ガレージ用のスロープをえっちらおっちら登ってビルの裏に抜け、非常階段のような鉄階段をさらに登った所にある鉄の扉。開けると、強烈なタバコ臭。そして、所狭しと積み上げられた機材の向こうに天本英世みたいな方が鎮座ましましておられます。
どうやらそこはバンド練習用スタジオ。こんな所にリハーサルスタジオがあるなんて。


一方。

酒で生死の境を彷徨ったHさん還暦過ぎ。どうにかお酒を断つのには成功したのだけれど、それをもっと確かなものにしよう、ヴォーカリストとしてステージに立たせて、生きる喜びを味わわせてあげよう、と3人の後輩達が立ち上がり結成された、舞台の道具さん達四人からなる愛情あふるるバンド。

なんと心温まる、なんと涙をさそうお話でしょう。殺伐とした現代において、これはもう奇跡です。

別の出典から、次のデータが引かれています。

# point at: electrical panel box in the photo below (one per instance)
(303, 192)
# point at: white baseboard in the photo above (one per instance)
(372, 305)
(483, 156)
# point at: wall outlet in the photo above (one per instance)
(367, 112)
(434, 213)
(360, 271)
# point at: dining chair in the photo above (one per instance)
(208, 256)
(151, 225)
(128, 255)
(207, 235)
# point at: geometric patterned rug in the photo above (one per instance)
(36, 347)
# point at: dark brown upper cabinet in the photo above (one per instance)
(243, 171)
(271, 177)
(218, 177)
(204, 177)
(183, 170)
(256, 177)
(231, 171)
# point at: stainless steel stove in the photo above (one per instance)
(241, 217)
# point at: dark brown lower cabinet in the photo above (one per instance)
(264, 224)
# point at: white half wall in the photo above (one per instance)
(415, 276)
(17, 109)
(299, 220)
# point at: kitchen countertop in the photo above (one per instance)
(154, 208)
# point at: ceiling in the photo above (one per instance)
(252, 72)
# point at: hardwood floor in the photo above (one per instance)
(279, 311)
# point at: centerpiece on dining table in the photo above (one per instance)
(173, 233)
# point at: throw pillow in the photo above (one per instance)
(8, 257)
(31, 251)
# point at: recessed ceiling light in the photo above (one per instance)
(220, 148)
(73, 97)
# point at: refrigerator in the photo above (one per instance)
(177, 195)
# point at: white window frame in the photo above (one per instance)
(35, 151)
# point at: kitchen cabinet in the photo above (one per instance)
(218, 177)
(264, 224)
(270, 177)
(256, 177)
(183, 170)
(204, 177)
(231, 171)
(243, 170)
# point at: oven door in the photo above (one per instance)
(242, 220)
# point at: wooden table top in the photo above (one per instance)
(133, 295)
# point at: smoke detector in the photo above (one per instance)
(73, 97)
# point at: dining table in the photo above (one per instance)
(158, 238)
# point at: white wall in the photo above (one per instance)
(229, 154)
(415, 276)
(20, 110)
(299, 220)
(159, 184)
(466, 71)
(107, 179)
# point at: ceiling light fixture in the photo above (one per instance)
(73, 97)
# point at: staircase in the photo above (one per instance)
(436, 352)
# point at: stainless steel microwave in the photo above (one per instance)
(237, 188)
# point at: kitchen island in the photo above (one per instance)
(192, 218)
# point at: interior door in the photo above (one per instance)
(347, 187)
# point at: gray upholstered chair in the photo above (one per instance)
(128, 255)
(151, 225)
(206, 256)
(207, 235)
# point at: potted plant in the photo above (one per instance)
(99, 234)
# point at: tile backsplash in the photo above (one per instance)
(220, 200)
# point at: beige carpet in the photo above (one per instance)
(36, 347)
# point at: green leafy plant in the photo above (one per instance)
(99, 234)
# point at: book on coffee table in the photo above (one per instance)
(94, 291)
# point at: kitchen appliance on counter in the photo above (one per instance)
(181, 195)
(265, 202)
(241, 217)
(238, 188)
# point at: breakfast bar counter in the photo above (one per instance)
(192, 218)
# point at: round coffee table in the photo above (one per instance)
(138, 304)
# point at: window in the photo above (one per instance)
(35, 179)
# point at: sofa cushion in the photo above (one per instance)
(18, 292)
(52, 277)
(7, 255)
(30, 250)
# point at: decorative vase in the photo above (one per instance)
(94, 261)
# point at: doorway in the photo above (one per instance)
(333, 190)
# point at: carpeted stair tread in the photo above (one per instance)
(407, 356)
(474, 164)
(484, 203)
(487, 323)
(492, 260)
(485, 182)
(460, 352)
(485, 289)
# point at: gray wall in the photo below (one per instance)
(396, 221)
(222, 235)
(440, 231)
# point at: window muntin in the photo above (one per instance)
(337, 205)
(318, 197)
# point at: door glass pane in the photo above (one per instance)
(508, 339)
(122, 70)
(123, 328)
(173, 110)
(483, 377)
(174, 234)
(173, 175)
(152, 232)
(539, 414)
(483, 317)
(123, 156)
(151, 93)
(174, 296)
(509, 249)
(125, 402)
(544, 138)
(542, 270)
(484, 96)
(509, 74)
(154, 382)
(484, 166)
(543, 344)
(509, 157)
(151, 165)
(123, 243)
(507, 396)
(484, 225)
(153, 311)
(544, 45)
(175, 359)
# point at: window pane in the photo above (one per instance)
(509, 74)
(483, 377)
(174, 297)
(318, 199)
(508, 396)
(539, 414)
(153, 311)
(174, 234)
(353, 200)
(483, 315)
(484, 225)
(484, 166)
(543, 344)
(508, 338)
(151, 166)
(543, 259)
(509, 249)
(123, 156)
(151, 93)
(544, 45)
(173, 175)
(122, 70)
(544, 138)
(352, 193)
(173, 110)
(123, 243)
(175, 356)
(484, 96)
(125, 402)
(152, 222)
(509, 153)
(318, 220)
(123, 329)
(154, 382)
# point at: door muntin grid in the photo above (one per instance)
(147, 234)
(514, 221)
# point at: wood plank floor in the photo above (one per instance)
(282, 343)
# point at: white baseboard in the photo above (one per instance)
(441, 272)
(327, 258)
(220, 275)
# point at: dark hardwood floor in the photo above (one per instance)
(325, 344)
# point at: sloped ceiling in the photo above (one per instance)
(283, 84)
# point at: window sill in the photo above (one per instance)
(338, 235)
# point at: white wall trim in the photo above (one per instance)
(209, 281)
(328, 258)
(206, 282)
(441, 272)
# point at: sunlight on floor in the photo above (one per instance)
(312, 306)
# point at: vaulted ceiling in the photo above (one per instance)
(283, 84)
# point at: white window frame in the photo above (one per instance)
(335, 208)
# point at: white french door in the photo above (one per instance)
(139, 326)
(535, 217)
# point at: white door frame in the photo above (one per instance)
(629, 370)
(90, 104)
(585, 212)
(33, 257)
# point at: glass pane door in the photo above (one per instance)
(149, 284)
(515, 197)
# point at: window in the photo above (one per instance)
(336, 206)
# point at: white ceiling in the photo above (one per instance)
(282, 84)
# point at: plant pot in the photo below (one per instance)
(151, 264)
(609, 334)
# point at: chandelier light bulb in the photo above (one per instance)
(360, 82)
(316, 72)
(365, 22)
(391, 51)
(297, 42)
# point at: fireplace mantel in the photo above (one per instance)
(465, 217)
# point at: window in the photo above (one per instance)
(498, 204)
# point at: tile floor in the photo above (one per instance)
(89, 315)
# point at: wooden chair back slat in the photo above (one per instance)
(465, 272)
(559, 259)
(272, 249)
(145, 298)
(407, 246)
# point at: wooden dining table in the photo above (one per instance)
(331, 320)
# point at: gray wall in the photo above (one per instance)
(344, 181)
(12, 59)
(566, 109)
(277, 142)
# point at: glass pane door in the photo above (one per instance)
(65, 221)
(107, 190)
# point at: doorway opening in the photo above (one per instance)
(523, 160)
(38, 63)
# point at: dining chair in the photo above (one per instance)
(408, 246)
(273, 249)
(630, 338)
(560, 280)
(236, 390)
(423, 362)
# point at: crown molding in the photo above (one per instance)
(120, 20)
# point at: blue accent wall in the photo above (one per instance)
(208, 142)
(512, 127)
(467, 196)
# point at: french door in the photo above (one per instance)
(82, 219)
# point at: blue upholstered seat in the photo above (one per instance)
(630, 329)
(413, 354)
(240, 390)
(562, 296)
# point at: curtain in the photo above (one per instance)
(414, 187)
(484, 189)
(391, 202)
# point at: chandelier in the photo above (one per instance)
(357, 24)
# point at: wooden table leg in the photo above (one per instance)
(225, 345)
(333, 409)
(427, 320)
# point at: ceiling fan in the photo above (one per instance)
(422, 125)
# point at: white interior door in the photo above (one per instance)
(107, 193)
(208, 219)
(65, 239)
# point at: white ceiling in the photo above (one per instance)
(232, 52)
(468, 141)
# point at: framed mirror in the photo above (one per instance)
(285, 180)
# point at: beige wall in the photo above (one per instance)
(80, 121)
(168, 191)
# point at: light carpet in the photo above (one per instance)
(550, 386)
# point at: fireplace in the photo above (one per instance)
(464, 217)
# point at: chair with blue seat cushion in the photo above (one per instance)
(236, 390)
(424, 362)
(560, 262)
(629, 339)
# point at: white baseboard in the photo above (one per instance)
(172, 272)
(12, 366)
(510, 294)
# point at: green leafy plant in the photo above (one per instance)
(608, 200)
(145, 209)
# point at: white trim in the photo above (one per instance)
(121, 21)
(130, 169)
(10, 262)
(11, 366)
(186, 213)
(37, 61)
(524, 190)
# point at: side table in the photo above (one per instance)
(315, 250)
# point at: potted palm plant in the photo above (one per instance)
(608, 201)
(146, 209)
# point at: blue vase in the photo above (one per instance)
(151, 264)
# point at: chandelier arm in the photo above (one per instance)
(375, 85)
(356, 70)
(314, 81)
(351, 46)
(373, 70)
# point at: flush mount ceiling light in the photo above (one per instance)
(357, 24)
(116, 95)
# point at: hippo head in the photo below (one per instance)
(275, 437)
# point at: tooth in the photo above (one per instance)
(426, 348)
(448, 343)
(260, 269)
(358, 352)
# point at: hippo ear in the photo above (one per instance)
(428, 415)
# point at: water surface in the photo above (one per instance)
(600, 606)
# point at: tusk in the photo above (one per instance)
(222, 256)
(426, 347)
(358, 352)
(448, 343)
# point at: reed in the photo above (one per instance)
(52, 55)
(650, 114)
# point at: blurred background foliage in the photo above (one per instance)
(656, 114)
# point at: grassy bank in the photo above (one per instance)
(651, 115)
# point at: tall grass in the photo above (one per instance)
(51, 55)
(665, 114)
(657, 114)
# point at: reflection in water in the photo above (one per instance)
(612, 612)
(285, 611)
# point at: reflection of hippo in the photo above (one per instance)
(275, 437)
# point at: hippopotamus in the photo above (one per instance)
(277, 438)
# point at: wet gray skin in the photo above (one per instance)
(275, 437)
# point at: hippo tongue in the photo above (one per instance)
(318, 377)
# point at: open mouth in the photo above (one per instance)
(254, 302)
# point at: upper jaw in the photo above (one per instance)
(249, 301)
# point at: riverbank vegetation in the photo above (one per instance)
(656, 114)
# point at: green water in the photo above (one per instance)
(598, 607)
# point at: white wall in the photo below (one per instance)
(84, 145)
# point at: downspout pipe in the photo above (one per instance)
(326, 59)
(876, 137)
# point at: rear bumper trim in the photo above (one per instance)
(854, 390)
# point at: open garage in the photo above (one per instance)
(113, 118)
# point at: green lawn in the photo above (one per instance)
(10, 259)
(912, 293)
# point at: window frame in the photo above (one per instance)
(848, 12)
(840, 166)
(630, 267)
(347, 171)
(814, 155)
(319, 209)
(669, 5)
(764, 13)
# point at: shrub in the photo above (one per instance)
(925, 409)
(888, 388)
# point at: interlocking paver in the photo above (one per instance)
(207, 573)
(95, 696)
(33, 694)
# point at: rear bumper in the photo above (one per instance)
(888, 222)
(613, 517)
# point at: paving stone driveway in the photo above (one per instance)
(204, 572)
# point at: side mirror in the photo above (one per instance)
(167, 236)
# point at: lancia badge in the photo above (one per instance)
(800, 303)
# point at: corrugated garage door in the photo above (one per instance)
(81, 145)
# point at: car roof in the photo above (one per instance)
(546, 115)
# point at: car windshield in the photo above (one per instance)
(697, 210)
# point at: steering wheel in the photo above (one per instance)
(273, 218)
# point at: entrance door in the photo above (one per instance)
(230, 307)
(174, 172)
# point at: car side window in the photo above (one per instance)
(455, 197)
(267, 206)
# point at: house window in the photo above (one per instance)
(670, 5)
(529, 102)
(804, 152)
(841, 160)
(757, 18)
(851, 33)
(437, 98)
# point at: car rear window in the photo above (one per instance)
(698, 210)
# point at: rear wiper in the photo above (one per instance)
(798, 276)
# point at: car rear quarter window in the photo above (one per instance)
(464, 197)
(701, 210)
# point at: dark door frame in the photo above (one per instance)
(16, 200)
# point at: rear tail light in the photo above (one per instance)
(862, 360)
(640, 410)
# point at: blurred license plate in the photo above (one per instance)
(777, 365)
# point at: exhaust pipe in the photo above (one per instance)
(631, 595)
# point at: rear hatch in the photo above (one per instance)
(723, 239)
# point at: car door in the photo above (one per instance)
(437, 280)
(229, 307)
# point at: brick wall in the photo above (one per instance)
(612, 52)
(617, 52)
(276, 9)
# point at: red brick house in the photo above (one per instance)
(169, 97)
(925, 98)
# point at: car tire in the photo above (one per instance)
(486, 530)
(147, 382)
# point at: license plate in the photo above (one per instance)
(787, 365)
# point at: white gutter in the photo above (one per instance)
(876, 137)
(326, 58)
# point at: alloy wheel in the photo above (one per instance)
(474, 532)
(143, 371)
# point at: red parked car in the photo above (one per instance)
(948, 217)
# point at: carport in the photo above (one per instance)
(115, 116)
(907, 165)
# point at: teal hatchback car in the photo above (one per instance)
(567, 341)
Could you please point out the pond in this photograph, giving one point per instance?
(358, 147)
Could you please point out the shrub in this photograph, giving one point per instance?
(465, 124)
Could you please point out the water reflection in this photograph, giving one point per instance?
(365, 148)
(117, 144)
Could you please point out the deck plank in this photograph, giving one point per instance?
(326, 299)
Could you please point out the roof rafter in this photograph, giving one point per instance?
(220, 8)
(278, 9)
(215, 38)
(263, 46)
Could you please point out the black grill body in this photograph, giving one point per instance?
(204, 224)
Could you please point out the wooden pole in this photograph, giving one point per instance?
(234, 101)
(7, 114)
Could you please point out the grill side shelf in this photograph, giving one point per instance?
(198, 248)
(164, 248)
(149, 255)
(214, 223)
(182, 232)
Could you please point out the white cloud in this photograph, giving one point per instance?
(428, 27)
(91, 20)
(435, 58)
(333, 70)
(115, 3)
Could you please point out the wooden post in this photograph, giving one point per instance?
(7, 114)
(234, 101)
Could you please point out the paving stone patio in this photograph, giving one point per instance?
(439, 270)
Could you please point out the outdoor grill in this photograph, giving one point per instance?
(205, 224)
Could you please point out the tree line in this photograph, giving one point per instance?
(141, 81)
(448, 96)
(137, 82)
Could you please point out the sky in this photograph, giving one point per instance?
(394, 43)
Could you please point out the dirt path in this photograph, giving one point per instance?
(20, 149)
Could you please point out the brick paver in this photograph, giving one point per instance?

そんなバンドの月に1回のリハーサルが、この隠れスタジオで行なわれています。


でまあ、そんな男気に共感して、去年の後半から参加させてもらっているのですが、のっけから驚愕の事実と直面する事になりました。

何とリハーサル後の飲み無し!

もっかい言います。

飲まずにみんな三々五々。

一汗かいて、午後5時過ぎなんて最高の時間に解放されて、そんでも飲み無し!
えええ!?そんなバンドマンあるんかーい!
「え、飲みにいかないの?」
「軽く、も無し?」
かなり頑張ったけど、返ってくるのは冷たい返事ばかり。
Hさんは飲めないにしても、ええ年した男が4人、飲まずに帰るってそんなんあるの?

今までの数回は、仕方なく梅田で一人飲みをしてました。


ところが今回は様子が違います。神崎川の駅前で、「軽く行きましょか」となります。
一体何が起きたんだ、ってそんなん最初から分かってたし。先月から、女性ヴォーカルさんが参加してたのでした。先月は僕は忙しかったので休んでたんだけど、先月も飲み行ったみたい。
なんで梅田に出ないのかなと思ったら、彼女は神戸方面だったのね。

ああそうかい、俺とでは飲めねえ、って事かい!

わかりやすー。ほんまにびっくりするわ。

え?俺が嫌われてるだけやろ、って?うーん。そうかもしれんけど、だったらバンドにも誘わないやろし、嫌われてはいないと思う。
ただ、俺ごときと飲むのにお金も時間も使いたくはない、というのは確定だな。ほぼそれを面と向かって言われたに近い仕打ちです。
まあいいや。こんな機会にかこつけて、自分もピアノの練習するし。